After Dulat got Durrani on board, they enlisted the help of Peter Jones, of the University of Ottawa’s Centre for International Policy Studies. He helms the Track- II ‘Intel Dialogue’ between India and Pakistan, and he graciously agreed to host me at the meetings in Istanbul (May 24-26, 2016) and Bangkok (February 1-3, 2017 and October 28-30, 2017), so that we could spend a couple of days after the official engagement to produce material for this book. There was a meeting that we did on our own in Kathmandu, Nepal (March 25-29, 2017), though Sudheendra Kulkarni of the Observer Research Foundation, an ardent supporter of the project throughout, offered to facilitate.
These meetings produced a total of over 1.7 lakh words. The manuscript prepared for publication was half that size. The transcripts had a lot of spontaneity and the two former chiefs got into the spirit of each discussion; I have tried to retain that tone in the manuscript, despite the second thoughts of each participant at different points.

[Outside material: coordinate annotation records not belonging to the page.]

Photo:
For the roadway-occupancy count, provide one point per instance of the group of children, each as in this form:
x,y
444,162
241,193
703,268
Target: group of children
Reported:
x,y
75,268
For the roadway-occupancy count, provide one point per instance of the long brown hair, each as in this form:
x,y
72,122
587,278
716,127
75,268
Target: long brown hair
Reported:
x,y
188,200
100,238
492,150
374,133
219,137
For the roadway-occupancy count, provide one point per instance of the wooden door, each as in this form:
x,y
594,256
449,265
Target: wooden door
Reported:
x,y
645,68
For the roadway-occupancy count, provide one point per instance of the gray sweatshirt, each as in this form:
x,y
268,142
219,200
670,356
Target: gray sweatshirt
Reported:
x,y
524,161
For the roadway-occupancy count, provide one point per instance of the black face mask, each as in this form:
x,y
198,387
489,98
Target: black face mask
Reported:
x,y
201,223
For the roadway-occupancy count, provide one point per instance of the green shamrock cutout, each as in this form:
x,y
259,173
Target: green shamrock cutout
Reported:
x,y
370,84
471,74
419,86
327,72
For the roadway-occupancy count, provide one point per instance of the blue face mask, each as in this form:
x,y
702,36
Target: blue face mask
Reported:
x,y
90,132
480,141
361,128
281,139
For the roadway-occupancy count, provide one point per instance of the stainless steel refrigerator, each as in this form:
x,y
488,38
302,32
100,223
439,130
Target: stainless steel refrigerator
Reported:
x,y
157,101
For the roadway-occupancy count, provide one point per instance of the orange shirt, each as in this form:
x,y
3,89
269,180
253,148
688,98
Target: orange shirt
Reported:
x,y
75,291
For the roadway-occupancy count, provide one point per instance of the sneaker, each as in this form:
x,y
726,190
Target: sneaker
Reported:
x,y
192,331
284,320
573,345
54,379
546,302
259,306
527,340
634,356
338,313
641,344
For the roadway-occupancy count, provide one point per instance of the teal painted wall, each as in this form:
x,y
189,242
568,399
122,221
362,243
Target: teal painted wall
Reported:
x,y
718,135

I have also attempted to provide the flowing literary style that Dr Farooq Abdullah told me he admired most about Kashmir: The Vajpayee Years. Unlike Kashmir: The Vajpayee Years, which was essentially Dulat’s narrative and thus demanded to be read chronologically, this conversation between Dulat, Durrani and myself can also be read differently: that is, one may read chapters or sections out of order or in isolation, and drift back and forth through the book as one fancies. The choice is the reader’s.
In acknowledgement, mention must go to Krishan Chopra, who seized the project with both hands and did not let go; Siddhesh Inamdar, who put in much effort to produce this book; my friends Mayank Tewari, who at difficult moments reminded me that Philip Roth would have treated this project as ‘material’, V. Sudarshan, who reminded me that this project was an enviable journalistic exercise, and P. Krishnakumar, who gave me a gig at Mid-Day which was invaluable in more ways than one; and of course my spouse, Bonita Baruah, whom I regard as my better 51 per cent.